The European Union is set to slap tariffs on 3.4 billion dollars (£2.5 billion) in American products, from whiskey and motorcycles to peanuts and cranberries.
India and Turkey have already targeted US products, ranging from rice to autos to sunscreen, and in two weeks, the United States is to start taxing 34 billion dollars (£25 billion) in Chinese goods.
Beijing has vowed to immediately retaliate with its own tariffs on US soybeans and other farm products in a direct shot at President Donald Trump’s supporters in America’s heartland.
Cecilia Malmstrom, the EU’s trade commissioner, acknowledged that the EU had targeted some iconic American imports for tariffs, such as Harley-Davidson motorcycles and bourbon, to “make noise” and put pressure on US leaders.
John Murphy, a senior vice president at the US Chamber of Commerce, estimates that 75 billion dollars (£56 billion) in US products will be subject to new foreign tariffs by the end of the first week of July.
“It will be a disaster,” said Nagesh Balusu, manager of the Salt Whisky Bar and Dining Room in London and expects the European Union’s tariffs to add more than seven dollars (£5.20) to the price of a bottle of Jack Daniels, which is imported from Tennessee.
“It’s going to hit customers, that’s for sure. How they’ll take it, we’ll have to wait and see.”
As painful as the brewing trade war could prove, many have seen it coming.
Mr Trump ran for the presidency on a vow to topple seven decades of American policy that had favoured ever-freer trade among nations.
He charged that a succession of poorly negotiated accords — including the North American Free Trade Agreement and the pact that admitted China into the World Trade Organisation — put American manufacturers at an unfair disadvantage and destroyed millions of US factory jobs.
He pledged to impose tariffs on imports from countries that Mr Trump said had exploited the United States.
Late last month, Mr Trump proceeded to infuriate US allies — from the EU to Canada and Mexico by imposing tariffs of 25% on imported steel and 10% on aluminium.
The president justified the move by saying imported metals threatened America’s national security — a dubious justification that countries have used rarely because it can be so easily abused.

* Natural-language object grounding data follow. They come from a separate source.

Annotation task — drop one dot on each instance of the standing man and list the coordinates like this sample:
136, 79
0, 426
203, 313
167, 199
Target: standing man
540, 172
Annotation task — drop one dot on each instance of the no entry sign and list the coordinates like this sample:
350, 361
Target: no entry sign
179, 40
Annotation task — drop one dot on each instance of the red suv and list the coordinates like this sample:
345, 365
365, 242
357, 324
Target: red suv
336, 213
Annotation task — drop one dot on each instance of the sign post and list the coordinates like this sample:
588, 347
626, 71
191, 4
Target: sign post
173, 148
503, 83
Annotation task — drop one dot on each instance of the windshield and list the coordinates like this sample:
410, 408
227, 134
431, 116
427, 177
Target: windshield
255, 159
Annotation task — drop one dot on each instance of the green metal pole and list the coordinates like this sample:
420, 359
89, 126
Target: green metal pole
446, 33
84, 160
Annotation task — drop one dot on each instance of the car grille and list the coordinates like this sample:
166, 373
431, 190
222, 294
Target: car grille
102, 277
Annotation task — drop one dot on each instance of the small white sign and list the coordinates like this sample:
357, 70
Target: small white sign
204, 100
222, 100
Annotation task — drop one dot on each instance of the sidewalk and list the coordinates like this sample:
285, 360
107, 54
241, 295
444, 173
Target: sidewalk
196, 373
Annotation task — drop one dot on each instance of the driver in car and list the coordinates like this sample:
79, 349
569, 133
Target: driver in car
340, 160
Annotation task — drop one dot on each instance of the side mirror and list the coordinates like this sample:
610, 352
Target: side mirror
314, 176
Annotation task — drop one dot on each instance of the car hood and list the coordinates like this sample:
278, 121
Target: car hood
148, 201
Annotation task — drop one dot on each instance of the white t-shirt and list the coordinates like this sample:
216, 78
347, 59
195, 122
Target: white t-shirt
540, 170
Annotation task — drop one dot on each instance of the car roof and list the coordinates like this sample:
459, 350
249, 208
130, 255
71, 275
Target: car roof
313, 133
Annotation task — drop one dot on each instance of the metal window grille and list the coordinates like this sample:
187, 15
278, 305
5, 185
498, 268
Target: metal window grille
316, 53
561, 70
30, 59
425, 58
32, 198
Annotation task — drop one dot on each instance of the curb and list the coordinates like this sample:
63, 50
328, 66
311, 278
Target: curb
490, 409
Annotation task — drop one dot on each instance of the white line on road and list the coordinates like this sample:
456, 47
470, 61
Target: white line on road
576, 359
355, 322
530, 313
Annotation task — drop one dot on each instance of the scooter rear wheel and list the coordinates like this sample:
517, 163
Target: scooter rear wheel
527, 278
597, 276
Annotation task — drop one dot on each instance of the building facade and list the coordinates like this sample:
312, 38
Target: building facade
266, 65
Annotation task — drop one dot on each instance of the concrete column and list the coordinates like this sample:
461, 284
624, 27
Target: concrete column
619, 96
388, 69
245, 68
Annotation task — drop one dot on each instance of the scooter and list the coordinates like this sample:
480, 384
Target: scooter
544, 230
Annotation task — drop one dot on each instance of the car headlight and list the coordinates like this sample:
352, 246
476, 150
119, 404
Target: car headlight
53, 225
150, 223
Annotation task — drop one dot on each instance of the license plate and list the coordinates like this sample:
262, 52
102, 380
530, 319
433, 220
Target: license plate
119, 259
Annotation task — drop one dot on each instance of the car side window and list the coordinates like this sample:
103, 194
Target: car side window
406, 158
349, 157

He is threatening to impose another national security-based tariff on imports of cars, trucks and auto parts.
Mr Trump has also started a trade fight with China over Beijing’s sharp-elbowed efforts to overtake US technological dominance.

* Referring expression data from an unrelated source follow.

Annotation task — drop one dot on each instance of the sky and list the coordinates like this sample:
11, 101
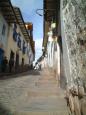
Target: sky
28, 9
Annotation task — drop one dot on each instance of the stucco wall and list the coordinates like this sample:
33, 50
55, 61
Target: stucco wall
3, 38
73, 28
12, 45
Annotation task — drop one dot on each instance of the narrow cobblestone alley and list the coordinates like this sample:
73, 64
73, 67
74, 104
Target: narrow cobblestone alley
31, 94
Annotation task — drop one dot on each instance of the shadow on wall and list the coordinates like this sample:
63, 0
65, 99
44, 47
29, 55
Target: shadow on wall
4, 111
62, 78
10, 76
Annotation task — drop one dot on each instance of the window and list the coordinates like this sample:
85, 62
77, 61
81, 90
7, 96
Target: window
3, 29
24, 48
15, 32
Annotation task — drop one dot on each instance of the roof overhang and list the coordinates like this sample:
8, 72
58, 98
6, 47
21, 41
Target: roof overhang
8, 11
21, 23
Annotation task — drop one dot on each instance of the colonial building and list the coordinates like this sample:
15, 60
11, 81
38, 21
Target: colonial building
14, 39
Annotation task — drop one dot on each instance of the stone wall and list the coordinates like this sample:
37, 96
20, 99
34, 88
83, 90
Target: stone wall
73, 27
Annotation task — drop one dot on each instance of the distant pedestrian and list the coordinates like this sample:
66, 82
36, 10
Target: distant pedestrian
4, 64
11, 64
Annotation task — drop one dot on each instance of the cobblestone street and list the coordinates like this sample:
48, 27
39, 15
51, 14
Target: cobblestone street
32, 93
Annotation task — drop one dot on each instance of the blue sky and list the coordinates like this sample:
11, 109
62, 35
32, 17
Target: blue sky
28, 9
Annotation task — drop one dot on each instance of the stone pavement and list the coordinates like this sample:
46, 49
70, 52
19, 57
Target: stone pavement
32, 94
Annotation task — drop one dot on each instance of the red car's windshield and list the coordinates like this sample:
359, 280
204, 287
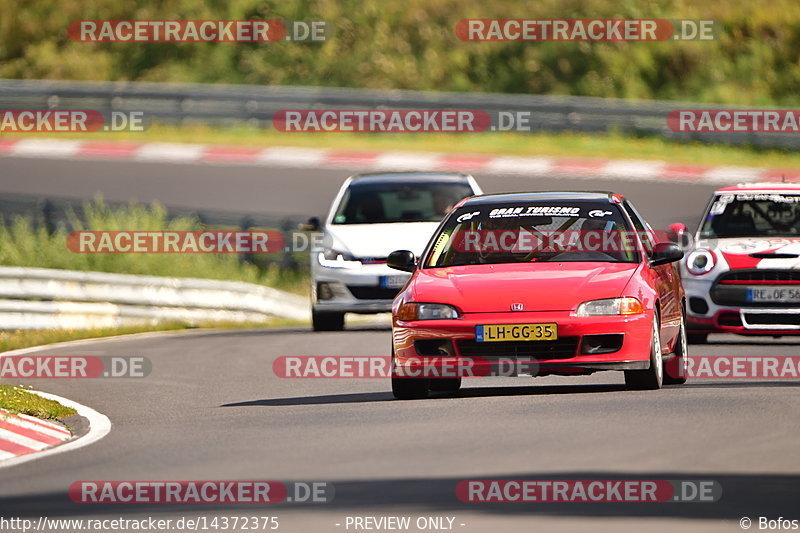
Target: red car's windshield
527, 232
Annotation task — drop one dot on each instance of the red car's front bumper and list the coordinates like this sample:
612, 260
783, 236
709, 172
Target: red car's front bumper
624, 345
731, 321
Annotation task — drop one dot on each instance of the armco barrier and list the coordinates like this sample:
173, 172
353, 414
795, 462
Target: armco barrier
228, 104
42, 298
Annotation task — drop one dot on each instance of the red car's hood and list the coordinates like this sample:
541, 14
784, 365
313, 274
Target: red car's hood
538, 286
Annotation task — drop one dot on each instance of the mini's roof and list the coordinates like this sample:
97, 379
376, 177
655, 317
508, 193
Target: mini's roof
393, 177
762, 187
571, 196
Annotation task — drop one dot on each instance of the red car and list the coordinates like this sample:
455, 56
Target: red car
568, 283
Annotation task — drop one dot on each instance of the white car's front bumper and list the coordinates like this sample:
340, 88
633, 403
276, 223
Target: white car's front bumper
366, 288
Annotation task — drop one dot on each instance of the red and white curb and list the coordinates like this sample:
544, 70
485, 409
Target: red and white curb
23, 434
281, 156
99, 427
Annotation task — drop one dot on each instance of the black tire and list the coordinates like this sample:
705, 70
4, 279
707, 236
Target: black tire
697, 338
445, 384
675, 371
327, 321
653, 377
409, 388
404, 388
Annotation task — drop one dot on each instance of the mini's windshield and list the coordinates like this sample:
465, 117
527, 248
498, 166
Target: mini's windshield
529, 232
381, 203
752, 215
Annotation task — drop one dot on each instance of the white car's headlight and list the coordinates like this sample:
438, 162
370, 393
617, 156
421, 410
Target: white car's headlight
700, 261
610, 306
332, 258
417, 311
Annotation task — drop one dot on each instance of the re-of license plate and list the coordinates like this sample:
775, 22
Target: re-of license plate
774, 294
393, 282
516, 332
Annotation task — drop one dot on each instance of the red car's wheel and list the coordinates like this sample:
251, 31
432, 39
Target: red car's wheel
404, 388
653, 377
678, 365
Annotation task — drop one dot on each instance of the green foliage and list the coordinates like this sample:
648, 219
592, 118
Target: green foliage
26, 243
16, 399
412, 45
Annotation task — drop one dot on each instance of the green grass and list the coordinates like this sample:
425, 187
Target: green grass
25, 243
17, 400
14, 340
614, 146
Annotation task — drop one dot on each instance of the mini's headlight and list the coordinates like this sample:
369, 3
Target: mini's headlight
700, 261
417, 311
610, 306
332, 258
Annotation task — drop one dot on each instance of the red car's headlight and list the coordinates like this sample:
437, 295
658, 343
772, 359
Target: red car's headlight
419, 311
610, 306
700, 261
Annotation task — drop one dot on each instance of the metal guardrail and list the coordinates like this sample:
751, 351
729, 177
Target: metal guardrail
41, 298
229, 104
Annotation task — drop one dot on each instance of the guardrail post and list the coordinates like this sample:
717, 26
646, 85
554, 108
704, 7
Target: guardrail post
287, 261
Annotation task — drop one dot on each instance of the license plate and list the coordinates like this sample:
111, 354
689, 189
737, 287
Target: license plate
393, 282
516, 332
781, 295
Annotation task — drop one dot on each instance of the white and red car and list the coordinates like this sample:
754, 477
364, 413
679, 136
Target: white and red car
742, 272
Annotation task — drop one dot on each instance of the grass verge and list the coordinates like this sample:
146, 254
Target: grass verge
613, 146
18, 400
13, 340
26, 242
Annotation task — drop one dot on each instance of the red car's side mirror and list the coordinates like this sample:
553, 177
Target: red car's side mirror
678, 233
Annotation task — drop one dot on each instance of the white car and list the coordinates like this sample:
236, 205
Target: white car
742, 273
373, 215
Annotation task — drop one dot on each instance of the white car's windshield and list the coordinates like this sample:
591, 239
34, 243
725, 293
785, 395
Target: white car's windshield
381, 203
753, 214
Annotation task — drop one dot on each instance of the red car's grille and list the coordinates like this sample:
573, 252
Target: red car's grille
372, 293
562, 348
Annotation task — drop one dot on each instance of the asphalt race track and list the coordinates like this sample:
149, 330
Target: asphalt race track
212, 408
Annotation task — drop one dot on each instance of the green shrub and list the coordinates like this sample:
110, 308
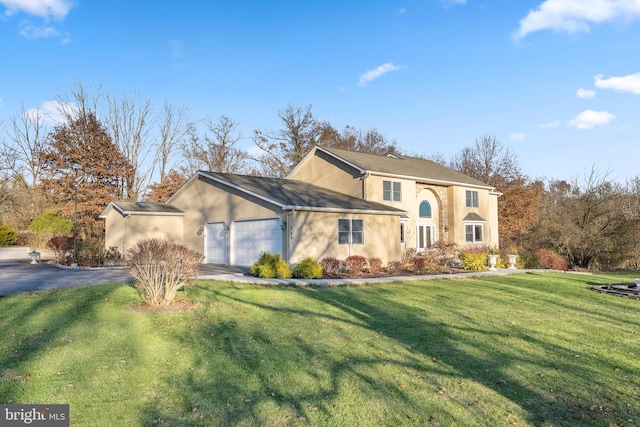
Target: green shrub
271, 266
550, 259
8, 235
307, 269
418, 263
375, 265
354, 264
61, 246
474, 260
330, 265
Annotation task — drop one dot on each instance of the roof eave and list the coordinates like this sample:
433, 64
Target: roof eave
432, 181
343, 210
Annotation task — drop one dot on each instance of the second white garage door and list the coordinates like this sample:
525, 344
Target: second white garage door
250, 238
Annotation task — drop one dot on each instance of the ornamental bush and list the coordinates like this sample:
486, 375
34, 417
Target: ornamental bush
61, 246
354, 264
330, 265
375, 265
307, 269
550, 259
8, 235
161, 268
474, 258
270, 266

The White House last week announced plans to slap 25% tariffs on 1,100 Chinese goods, worth 50 billion dollars (£37 billion) in imports.
Mr Trump would start on July 6 by taxing 34 billion dollars-worth (£25 billion) of products and later add tariffs on an additional 16 billion dollars (£12 billion) in goods.

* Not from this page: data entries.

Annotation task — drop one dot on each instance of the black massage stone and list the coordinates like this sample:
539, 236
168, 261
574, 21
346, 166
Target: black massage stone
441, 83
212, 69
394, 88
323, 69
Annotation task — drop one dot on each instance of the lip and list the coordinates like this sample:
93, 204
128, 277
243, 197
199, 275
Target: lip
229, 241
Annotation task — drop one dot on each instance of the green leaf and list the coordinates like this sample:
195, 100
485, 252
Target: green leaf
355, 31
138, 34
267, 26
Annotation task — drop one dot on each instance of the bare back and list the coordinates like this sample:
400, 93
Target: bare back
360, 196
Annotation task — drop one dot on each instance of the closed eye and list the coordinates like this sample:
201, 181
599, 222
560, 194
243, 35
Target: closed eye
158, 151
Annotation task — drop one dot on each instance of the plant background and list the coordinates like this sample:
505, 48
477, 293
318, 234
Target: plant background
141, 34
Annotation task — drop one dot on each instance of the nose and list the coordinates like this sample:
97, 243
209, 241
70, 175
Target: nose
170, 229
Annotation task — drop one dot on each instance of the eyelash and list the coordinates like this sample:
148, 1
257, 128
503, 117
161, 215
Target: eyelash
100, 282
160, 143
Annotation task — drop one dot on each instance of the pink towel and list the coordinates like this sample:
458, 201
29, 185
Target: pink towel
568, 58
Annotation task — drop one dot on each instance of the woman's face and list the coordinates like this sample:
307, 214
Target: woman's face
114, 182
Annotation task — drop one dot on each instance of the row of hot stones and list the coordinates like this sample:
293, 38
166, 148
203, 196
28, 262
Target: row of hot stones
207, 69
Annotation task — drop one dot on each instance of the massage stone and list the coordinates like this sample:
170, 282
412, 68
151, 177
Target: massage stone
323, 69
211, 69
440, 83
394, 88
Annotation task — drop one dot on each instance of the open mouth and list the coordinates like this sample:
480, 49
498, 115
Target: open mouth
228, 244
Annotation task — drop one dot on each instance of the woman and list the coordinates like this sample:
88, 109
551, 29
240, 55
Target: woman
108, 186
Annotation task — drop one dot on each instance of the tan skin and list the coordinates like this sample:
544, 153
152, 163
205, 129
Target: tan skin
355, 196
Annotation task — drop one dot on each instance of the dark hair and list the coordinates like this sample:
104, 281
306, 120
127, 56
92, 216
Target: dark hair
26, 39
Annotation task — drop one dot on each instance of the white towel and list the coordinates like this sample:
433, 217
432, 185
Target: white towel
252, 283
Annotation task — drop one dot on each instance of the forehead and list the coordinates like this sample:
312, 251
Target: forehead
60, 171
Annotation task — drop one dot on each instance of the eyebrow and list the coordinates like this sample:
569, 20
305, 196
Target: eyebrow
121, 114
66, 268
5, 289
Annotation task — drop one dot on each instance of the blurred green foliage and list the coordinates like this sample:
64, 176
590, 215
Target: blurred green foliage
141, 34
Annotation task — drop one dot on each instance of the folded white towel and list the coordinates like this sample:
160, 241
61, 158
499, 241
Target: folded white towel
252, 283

The Chinese have said they will respond in kind.
Mr Trump said he would then retaliate against any counterpunch from Beijing by targeting an additional 200 billion dollars (£150 billion) in Chinese products, and then yet another 200 billion dollars if China refused to back down.
All told, the 450 billion dollars (£340 billion) in potential tariffs would cover nearly 90% of goods China sends to the United States.
“We oppose the act of extreme pressure and blackmail by swinging the big stick of trade protectionism,” a spokesman for China’s Commerce Ministry said on Thursday.
“The US is abusing the tariff methods and starting trade wars all around the world.”
The tariffs and threats have begun to take a toll. Steel and aluminium prices, for example, have shot up and supplies have become scarce.
“Steel pricing is usually relatively stable,” said Al Rheinnecker, chief executive of American Piping Products in Chesterfield, Missouri, which distributes steel pipe to numerous industries.
But “since April, you can quote something on Monday, and if the customer does not buy it right away, you may have to raise the price on Thursday.”